I mean they are a bit. They are programs that fit pretty arbitrarily into other parts of the rendering pipeline. I recommend starting with Compute Shaders as those end up being just a big parallel map on your dispatch size. A lot less pipeline to understand.

The other key thing to understand, is that a GPU is across a network (PCI-X network generally) So when you call dispatch, your generally sending a message (encoding a command in a command buffer) to do the work later on on a different device.

Arelius|5 years ago

> cmdList->Dispatch(dispatchSize/64, 1, 1);

> [numthreads(64, 1, 1)] > void main(uint3 threadIdx : SV_DispatchThreadID) {

the dispatch size (x, y, and z) are multiplied by the numthreads components (Some compiler SIMD stuff requires this) And that sum total threads (x * y * z) are launched. the index of the thread this particular invocation is launched on is left in threadIdx, you can then use that index to read and write from other buffers.

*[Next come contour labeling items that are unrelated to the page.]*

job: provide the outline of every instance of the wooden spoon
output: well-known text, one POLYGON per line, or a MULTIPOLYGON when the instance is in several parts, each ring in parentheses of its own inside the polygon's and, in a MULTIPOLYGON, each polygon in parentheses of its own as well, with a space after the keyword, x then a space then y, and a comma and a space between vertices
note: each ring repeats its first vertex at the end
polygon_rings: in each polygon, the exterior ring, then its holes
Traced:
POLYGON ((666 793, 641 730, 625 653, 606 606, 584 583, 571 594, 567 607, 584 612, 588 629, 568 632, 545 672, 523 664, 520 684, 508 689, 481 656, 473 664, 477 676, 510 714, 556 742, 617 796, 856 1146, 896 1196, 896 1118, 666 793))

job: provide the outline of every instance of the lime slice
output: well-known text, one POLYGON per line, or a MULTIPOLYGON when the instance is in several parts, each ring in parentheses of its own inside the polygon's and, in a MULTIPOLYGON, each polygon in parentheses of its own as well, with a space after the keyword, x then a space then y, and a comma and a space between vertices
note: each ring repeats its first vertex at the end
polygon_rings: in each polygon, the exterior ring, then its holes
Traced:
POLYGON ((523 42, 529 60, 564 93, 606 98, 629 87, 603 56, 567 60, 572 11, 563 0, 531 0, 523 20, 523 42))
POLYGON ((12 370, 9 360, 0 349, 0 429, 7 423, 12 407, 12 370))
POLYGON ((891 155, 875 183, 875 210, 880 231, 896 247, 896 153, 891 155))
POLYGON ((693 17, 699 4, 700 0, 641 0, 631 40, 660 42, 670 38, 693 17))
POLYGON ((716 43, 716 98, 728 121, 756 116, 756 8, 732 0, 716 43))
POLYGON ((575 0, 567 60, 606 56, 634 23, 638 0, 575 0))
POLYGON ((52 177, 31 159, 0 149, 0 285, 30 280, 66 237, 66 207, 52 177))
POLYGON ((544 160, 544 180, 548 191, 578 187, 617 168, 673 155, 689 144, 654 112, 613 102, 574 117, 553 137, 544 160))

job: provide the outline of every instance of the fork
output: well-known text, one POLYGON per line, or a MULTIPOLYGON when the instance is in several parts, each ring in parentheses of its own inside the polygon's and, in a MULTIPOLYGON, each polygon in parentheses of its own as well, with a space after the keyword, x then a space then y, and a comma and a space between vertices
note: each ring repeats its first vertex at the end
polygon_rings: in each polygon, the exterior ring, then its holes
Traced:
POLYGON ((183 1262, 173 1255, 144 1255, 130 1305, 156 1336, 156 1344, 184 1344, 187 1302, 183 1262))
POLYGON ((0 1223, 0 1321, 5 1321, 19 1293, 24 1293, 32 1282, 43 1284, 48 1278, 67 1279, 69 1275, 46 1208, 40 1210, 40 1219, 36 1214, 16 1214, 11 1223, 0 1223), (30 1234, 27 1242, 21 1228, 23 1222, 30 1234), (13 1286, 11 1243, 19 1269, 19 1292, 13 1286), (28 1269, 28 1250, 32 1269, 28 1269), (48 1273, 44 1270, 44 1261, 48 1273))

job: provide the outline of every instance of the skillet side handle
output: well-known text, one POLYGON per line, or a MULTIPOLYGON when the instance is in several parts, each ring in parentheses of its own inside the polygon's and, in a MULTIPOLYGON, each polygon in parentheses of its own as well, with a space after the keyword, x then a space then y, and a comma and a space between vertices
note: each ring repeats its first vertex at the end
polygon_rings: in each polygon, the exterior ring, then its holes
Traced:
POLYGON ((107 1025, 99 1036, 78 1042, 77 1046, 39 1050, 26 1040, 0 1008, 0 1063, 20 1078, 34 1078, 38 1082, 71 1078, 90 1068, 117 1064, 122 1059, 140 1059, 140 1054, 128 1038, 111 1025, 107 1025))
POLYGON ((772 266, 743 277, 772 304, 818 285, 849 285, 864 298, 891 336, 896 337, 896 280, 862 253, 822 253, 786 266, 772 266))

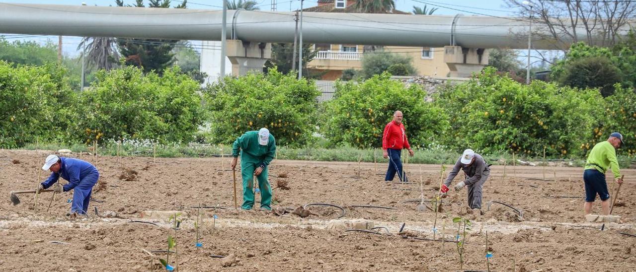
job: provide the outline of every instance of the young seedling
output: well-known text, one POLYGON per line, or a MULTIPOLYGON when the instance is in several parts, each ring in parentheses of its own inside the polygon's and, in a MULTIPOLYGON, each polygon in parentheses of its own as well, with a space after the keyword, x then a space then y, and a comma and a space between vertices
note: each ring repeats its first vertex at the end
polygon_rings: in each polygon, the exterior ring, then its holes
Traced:
MULTIPOLYGON (((172 238, 173 246, 174 247, 174 263, 175 268, 177 271, 179 271, 179 251, 177 250, 177 230, 179 229, 179 226, 181 224, 181 219, 179 218, 179 216, 181 215, 181 212, 176 212, 170 217, 168 217, 168 222, 172 221, 172 229, 174 229, 174 238, 172 238)), ((170 237, 168 238, 168 243, 170 243, 170 237)), ((167 269, 167 267, 166 268, 167 269)))
POLYGON ((164 268, 165 268, 166 270, 169 271, 174 270, 174 267, 170 265, 170 254, 171 253, 170 250, 172 248, 174 248, 175 252, 176 252, 177 240, 176 238, 170 236, 170 235, 168 235, 168 250, 166 250, 165 259, 160 259, 159 262, 161 262, 162 265, 163 265, 164 268))
POLYGON ((439 189, 438 190, 438 193, 436 194, 435 198, 434 198, 431 201, 431 205, 432 206, 433 210, 435 211, 435 222, 433 222, 433 240, 435 240, 437 234, 437 218, 438 218, 438 212, 439 211, 439 201, 441 200, 441 195, 439 192, 441 189, 441 184, 444 182, 444 173, 446 172, 446 166, 441 165, 441 175, 439 179, 439 189))
POLYGON ((490 272, 490 258, 492 257, 492 252, 488 248, 488 231, 486 231, 486 267, 488 272, 490 272))
POLYGON ((459 254, 459 269, 464 269, 464 246, 466 240, 466 230, 471 229, 471 221, 462 217, 455 217, 453 219, 453 223, 457 223, 457 235, 455 236, 457 242, 455 245, 457 248, 457 254, 459 254), (461 241, 459 241, 460 232, 462 233, 461 241))
POLYGON ((201 218, 201 203, 199 203, 198 208, 197 211, 197 221, 195 222, 195 230, 197 231, 197 248, 203 247, 203 244, 198 241, 198 227, 201 218))

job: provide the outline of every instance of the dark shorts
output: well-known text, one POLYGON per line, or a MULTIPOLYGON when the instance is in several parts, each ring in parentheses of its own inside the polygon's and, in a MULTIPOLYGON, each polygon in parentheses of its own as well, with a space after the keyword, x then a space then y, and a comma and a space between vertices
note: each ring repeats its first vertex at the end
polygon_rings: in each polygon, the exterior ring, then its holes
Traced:
POLYGON ((595 169, 588 169, 583 172, 583 182, 585 182, 586 202, 593 202, 597 194, 602 201, 609 199, 607 183, 603 173, 595 169))

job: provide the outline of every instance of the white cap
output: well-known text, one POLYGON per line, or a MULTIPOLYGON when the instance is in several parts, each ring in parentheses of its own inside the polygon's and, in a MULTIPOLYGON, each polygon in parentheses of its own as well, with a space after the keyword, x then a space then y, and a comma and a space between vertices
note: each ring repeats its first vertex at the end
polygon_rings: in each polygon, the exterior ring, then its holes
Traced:
POLYGON ((462 154, 462 163, 465 165, 469 165, 473 161, 473 158, 475 157, 475 152, 473 149, 466 149, 464 151, 464 154, 462 154))
POLYGON ((268 142, 270 142, 270 130, 265 128, 261 128, 258 130, 258 143, 261 146, 267 146, 268 142))
POLYGON ((48 168, 51 168, 51 165, 55 164, 60 160, 60 157, 55 155, 48 155, 46 157, 46 160, 45 161, 44 166, 42 167, 42 170, 48 170, 48 168))

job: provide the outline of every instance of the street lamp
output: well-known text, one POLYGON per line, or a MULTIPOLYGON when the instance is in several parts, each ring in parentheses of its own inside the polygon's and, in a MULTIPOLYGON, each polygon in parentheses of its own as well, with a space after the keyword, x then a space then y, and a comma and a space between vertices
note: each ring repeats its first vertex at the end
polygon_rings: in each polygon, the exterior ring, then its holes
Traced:
POLYGON ((530 6, 530 27, 528 29, 528 67, 525 69, 525 84, 530 84, 530 49, 532 43, 532 4, 527 1, 523 4, 530 6))

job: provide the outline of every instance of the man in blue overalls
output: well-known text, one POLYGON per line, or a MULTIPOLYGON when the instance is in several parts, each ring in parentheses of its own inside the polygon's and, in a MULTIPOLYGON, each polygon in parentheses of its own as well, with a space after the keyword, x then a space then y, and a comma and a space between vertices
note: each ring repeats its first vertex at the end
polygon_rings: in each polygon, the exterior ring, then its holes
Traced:
MULTIPOLYGON (((62 187, 61 191, 67 192, 74 189, 71 212, 67 215, 75 218, 78 214, 86 214, 93 186, 97 183, 97 179, 99 179, 97 168, 81 160, 49 155, 46 157, 42 170, 50 170, 51 175, 40 184, 38 191, 48 188, 57 182, 61 176, 69 181, 68 184, 62 187)), ((59 187, 56 189, 59 188, 59 187)), ((58 191, 56 192, 62 193, 58 191)))

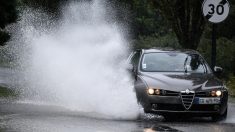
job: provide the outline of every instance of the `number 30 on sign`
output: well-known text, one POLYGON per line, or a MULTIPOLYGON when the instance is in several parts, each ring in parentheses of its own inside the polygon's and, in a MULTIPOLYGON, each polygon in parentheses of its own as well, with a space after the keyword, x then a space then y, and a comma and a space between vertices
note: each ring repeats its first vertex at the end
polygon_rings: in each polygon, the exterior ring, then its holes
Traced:
POLYGON ((229 14, 227 0, 204 0, 202 4, 203 15, 212 23, 224 21, 229 14))

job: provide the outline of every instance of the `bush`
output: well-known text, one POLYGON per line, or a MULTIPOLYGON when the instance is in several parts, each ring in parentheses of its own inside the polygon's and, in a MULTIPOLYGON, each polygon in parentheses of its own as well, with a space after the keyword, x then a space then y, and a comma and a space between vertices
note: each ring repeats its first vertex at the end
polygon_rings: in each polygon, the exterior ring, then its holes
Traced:
POLYGON ((140 36, 137 40, 132 42, 135 49, 141 48, 152 48, 152 47, 171 47, 171 48, 181 48, 178 43, 176 36, 171 33, 165 36, 140 36))

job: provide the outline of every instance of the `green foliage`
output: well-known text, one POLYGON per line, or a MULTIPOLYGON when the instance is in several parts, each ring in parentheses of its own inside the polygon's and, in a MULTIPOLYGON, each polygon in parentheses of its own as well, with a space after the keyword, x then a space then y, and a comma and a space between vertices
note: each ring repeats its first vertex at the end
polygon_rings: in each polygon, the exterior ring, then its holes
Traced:
MULTIPOLYGON (((211 63, 211 40, 203 38, 198 47, 207 62, 211 63)), ((229 78, 231 74, 235 75, 235 42, 221 37, 217 39, 217 58, 216 65, 224 69, 223 77, 229 78)))
POLYGON ((133 41, 135 49, 151 48, 151 47, 171 47, 181 48, 174 33, 165 36, 140 36, 137 40, 133 41))
POLYGON ((203 0, 155 0, 178 38, 180 45, 186 49, 197 49, 204 30, 205 20, 201 13, 203 0))
POLYGON ((229 88, 229 94, 235 97, 235 77, 230 77, 230 80, 227 83, 227 87, 229 88))
POLYGON ((16 0, 0 0, 0 45, 10 39, 4 28, 17 20, 16 0))
POLYGON ((131 19, 131 33, 134 39, 144 36, 166 35, 169 33, 169 24, 150 0, 114 0, 129 7, 131 19))

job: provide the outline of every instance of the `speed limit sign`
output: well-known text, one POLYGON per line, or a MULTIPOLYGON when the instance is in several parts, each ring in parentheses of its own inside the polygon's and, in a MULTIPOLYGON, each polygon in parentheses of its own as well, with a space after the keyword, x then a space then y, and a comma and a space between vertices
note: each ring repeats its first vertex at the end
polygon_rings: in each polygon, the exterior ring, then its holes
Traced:
POLYGON ((219 23, 227 18, 229 3, 227 0, 204 0, 202 9, 206 19, 212 23, 219 23))

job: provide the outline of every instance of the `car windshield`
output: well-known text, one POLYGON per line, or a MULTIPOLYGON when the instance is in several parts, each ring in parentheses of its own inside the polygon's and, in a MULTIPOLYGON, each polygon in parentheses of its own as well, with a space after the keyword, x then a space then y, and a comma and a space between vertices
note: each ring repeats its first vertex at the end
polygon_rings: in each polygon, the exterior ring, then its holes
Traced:
POLYGON ((144 72, 191 72, 205 73, 206 64, 198 54, 146 53, 141 70, 144 72))

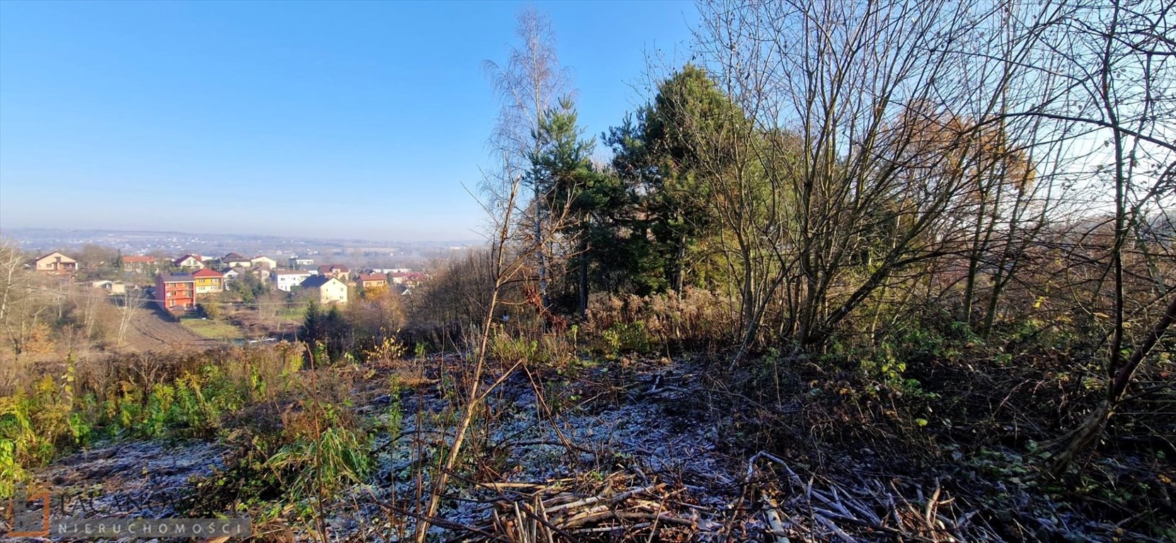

This is HLSL, but the same generally applies to most APIs. Then more of this just becomes implicit and behind the scenes for shaders dispatched in other contexts, since more is known implicitly about the context, and more is done by other units of the hardware.

soylentgraham|5 years ago

What do you want to make!

Starting with a software renderer is nuts.

Start with unity, make an unlit shader, start doing basic effects (in colours, then using texture samples) using uv coordinates. (In frag, ignore vertexes to start with). Just remember youre just colouring a pixel, on a bit of a surface.